Greece’s GDP shrank 14% between April and June, marking the steepest quarterly contraction in at least 25 years and threatening to undermine a decade of hard-won gains for the recently bailed-out economy.
The record slump, announced by statistics service ELSTAT, confirmed expectations for a sharp contraction over the second and third quarters, induced by the lockdown that authorities imposed in March to contain the coronavirus.
The data showed tourism, the economy’s main driver, had taken a severe hit from COVID-related travel restrictions, and among eurozone countries only Spain’s economy, with an 18.5% drop in gross domestic product, performed worse in the second quarter.
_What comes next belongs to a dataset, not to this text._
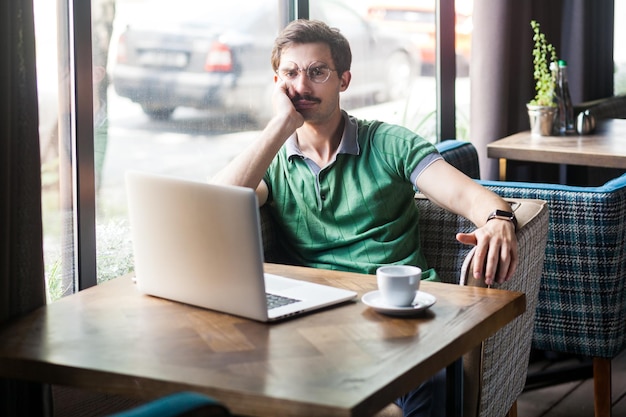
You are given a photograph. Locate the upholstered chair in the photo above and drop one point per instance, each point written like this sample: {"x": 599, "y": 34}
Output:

Tourists from Britain started arriving in Athens from July after pandemic-related restrictions were lifted. Greece is a popular destination for UK vacationers and around 3.5 million Britons visited last year, the second highest per country after Germany.
Greece lost about a quarter of its output during its 2010-18 debt crisis, which rocked the eurozone and forced it into bailouts in exchange for unpopular austerity-focused reforms.
However, during that period the economy’s worst quarterly contraction, in the first three months of 2009, was a comparatively modest 4.7%, according to ELSTAT. Greece emerged from its third bailout in August 2018.
It still has the highest debt to GDP ratio and was looking forward to a strong recovery this year, but with the impact of the pandemic the economy is now expected to shrink up to 10% in 2020. On an annual basis, it contracted 15.2% in the second quarter.
Last year, tourism revenues totalled 19 billion euros. The sector accounts for about 18 per cent of GDP and one in five jobs.
Greece did not start easing travel restrictions until May, just before its peak tourism season kicked in, and in the second quarter exports of services - which include tourism receipts - fell 48.3% from the first.
“Mediterranean countries have suffered a huge blow. In the main European cities, including Athens, there are no tourists at all,” Grigoris Tassios, president of the Greek hotels association told Reuters.
“There were zero tourism revenues in the second quarter,” he added, forecasting 3 billion euros in 2020 as a whole.
The data also showed that consumer spending dropped 11.3% as business activity came to a standstill, while bank deposits rose.
Data from electronic transactions and tax receipts would help offset the impact on tourism, the government said, reaffirming its estimate for an 8% GDP contraction this year. Prime Minister Kyriakos Mitsotakis has forecast a strong economic rebound next year.
Nikos Magginas, chief economist at National Bank, was also relatively upbeat, saying Greece’s economic rebound had been faster than other southern European countries once restrictions had been lifted.
But hoteliers’ projections were gloomier.
“We will need three years to return to the 2019 tourism performance,” Emannuel Giannoulis, vice president of the hoteliers association said.
Meanwhile, Greece is ready to spend part of its cash reserves to support its armed forces as early as this year, the country’s finance minister said on Monday, after years of belt-tightening in defence spending.
During its decade-long debt crisis, which erupted in late 2009, Greece slashed its defence spending under the terms of three international bailouts that helped it stay afloat. Greece emerged from its third bailout in August 2018.
In an interview with Alpha TV, Finance Minister Christos Staikouras said that his mandate includes “supporting the armed forces’ prevention force”.
He made the comments as tensions between Greece and its NATO Turkey have escalated over energy resources in the eastern Mediterranean region.
“We, the finance ministry, will do everything possible to support the government’s decisions in this area,” Staikouras said.
He said that the government’s strategy does not only concern arm purchases and will unfold over the next years starting in 2020, without providing a figure on the money that could be invested or any further details.
“It depends on the government’s and the defence ministry’s orders on certain priorities,” he said.
Greece has created a cash buffer of 34 billion euros ($40.6 billion) from unused bailout funds and money raised from markets. The country was looking forward to an economic recovery this year but the coronavirus pandemic has turned its expectations upside down and the government now sees its economy shrinking up to 10%.